LES HÉROS DE LA FRONTIÈRE
SUR LA ROUTE
Depuis son premier livre, en 2000, l’écrivain américain Dave Eggers nage dans un océan de récompenses et de succès. C’est mérité. Lauréat du Médicis étranger, adapté au cinéma (Away We Go), cet écrivain éblouit par ses fresques humanistes et modernes. Alors quand on apprend que, pour son prochain livre, il se met dans la peau d’une mère de famille au volant d’un camping-car en Alaska, on trépigne d’impatience. On aurait tort de se priver. L’histoire, c’est celle de Josie, dentiste de 40 ans dont les crises de vie et d’alcoolisme frisent souvent le tragi-comique.

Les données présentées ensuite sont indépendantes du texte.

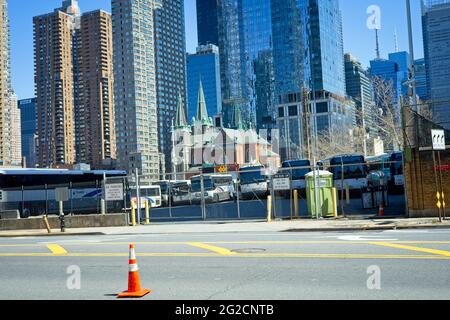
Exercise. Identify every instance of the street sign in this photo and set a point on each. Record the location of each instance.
(62, 194)
(114, 192)
(445, 167)
(281, 183)
(438, 138)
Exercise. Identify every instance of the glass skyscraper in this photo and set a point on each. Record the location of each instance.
(28, 126)
(135, 86)
(170, 54)
(207, 23)
(204, 66)
(436, 39)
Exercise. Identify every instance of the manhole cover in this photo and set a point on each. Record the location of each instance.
(250, 250)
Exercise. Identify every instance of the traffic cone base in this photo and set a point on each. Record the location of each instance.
(136, 294)
(134, 283)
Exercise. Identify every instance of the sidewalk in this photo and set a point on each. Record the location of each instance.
(244, 226)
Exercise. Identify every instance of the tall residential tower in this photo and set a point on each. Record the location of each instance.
(135, 86)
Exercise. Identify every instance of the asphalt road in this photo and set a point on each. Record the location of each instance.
(233, 266)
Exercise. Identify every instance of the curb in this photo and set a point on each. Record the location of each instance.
(368, 228)
(51, 234)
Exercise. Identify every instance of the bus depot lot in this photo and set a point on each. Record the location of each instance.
(257, 209)
(413, 264)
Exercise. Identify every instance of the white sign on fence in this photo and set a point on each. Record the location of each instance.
(114, 192)
(281, 184)
(438, 137)
(62, 194)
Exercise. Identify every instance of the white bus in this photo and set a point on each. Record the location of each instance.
(150, 193)
(253, 182)
(216, 188)
(32, 191)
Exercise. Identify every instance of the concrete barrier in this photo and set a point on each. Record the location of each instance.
(78, 221)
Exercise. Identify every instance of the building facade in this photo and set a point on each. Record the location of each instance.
(54, 39)
(308, 66)
(207, 22)
(28, 128)
(94, 107)
(204, 66)
(135, 86)
(170, 59)
(436, 39)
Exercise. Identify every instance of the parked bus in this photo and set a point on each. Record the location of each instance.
(32, 191)
(151, 193)
(297, 169)
(397, 182)
(181, 192)
(348, 170)
(216, 188)
(253, 182)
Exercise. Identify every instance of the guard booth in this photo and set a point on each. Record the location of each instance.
(324, 189)
(376, 192)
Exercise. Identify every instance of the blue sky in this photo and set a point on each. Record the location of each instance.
(358, 40)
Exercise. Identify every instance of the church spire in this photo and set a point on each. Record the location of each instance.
(180, 118)
(202, 112)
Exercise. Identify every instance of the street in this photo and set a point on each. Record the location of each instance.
(412, 264)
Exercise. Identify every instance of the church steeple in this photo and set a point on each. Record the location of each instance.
(180, 118)
(202, 112)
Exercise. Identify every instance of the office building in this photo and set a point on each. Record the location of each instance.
(207, 22)
(74, 61)
(10, 150)
(170, 59)
(204, 66)
(135, 86)
(421, 79)
(308, 65)
(94, 108)
(28, 128)
(436, 39)
(54, 44)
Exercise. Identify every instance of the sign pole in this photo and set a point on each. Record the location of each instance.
(441, 187)
(437, 187)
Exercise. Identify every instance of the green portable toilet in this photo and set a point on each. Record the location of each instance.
(324, 193)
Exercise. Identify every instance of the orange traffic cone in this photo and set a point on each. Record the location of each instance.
(381, 209)
(134, 284)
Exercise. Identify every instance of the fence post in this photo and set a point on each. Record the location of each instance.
(269, 209)
(147, 212)
(296, 203)
(334, 190)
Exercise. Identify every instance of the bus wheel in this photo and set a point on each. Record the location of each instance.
(25, 213)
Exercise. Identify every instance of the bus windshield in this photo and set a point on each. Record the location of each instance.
(354, 167)
(252, 175)
(303, 168)
(196, 185)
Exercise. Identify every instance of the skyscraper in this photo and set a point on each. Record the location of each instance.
(10, 153)
(257, 61)
(54, 41)
(74, 84)
(204, 65)
(135, 86)
(436, 39)
(207, 22)
(309, 65)
(170, 59)
(94, 107)
(28, 126)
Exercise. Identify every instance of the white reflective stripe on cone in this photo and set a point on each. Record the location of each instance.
(132, 254)
(133, 267)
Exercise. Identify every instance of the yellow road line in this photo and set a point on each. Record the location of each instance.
(56, 249)
(219, 250)
(411, 248)
(236, 255)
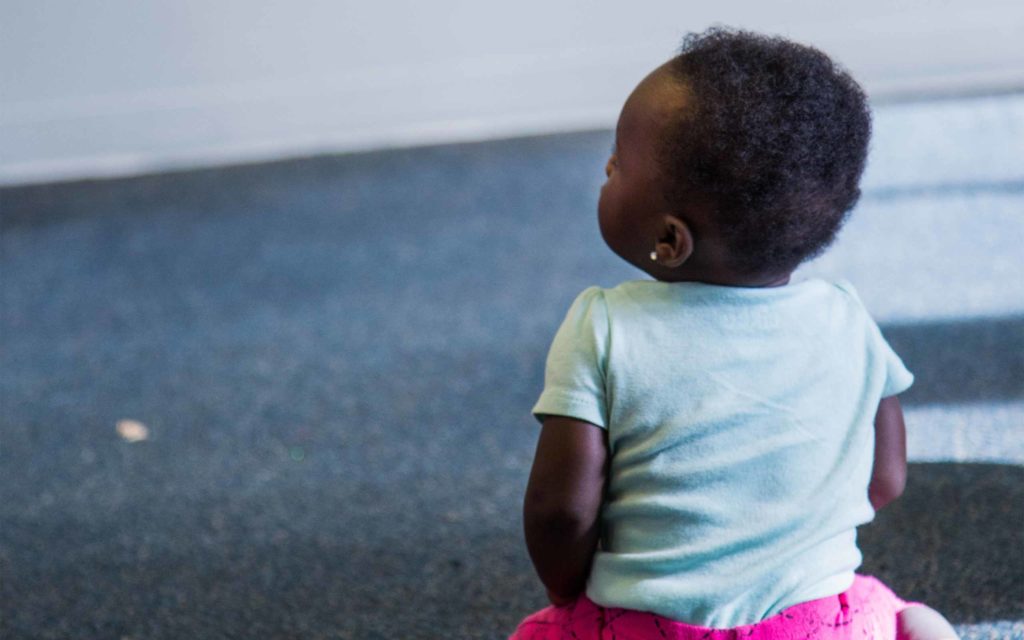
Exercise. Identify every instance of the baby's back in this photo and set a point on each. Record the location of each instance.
(740, 428)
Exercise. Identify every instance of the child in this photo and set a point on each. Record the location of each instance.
(713, 437)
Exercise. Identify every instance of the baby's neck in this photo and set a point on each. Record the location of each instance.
(724, 280)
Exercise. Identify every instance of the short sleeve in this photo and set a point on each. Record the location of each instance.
(898, 378)
(573, 377)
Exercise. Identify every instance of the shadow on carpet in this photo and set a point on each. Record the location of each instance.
(954, 541)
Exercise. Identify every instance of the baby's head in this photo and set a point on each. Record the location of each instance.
(735, 161)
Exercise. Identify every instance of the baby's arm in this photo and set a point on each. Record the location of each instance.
(562, 505)
(889, 472)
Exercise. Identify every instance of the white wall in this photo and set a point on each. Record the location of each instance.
(115, 87)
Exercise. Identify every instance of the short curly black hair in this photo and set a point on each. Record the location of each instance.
(775, 137)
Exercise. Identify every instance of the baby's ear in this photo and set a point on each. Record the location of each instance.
(676, 244)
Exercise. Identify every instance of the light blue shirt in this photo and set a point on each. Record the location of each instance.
(740, 427)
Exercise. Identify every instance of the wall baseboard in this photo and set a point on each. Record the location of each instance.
(378, 108)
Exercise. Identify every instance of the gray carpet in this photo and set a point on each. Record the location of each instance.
(335, 358)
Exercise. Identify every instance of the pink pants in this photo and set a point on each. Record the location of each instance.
(866, 610)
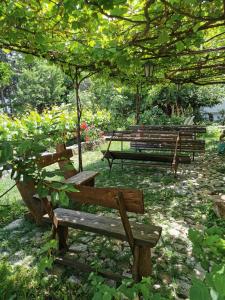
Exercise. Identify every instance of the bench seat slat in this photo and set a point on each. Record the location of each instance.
(144, 235)
(82, 177)
(145, 156)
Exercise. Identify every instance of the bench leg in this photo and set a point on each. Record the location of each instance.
(142, 266)
(62, 234)
(90, 182)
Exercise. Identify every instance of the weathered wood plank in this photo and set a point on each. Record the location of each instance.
(144, 235)
(82, 177)
(106, 197)
(48, 159)
(156, 157)
(66, 166)
(193, 128)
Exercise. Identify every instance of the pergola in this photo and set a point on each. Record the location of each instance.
(184, 40)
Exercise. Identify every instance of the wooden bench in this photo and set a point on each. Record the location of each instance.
(188, 137)
(62, 157)
(141, 237)
(169, 141)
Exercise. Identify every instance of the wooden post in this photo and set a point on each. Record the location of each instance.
(142, 266)
(145, 265)
(62, 234)
(66, 166)
(78, 104)
(27, 191)
(125, 220)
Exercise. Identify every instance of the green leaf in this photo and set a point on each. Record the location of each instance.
(180, 46)
(163, 36)
(55, 198)
(199, 291)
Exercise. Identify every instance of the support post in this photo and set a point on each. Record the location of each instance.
(78, 104)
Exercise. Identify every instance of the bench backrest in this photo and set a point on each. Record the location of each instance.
(181, 128)
(107, 197)
(27, 189)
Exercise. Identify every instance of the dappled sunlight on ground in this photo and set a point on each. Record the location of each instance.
(175, 204)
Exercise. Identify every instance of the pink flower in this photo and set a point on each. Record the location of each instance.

Accablée par des procès de patients, un ex-mari fouineur, tiraillée entre des élans d’aventure et de fatigue, elle décide de plaquer la civilisation pour entraîner ses deux enfants, Paul, 8 ans, et Ana, 5 ans, dans un voyage initiatique – et irresponsable – sur les routes les plus dangereuses du monde. Que fiche-t-elle ici ? Elle n’en a pas la moindre idée. Résultat ? On frôle le bonheur littéraire. La rencontre espérée entre Kerouac et Little Miss Sunshine n’a pas lieu. Mais notre écrivain a du métier. Son art de décrire des paysages cristallins et magiques, bien que souvent carbonisés, à travers le regard désenchanté de son héroïne et la naïveté adorable des enfants offre une bouffée d’air qui ne se refuse pas. Dave Eggers, « héros des frontières » littéraires, n’atteint pas la force de ses précédents livres. Mais il nous maintient bien attachés à l’arrière de ce poids lourd, captivés par la détermination brinquebalante de Josie et de ses deux enfants courage.
Les Héros de la frontière, de Dave Eggers. Traduit de l’américain par Juliette Bourdin.Éd. Gallimard/coll. Du Monde entier, 400 pages, 24 euros. Sortie le 8 novembre.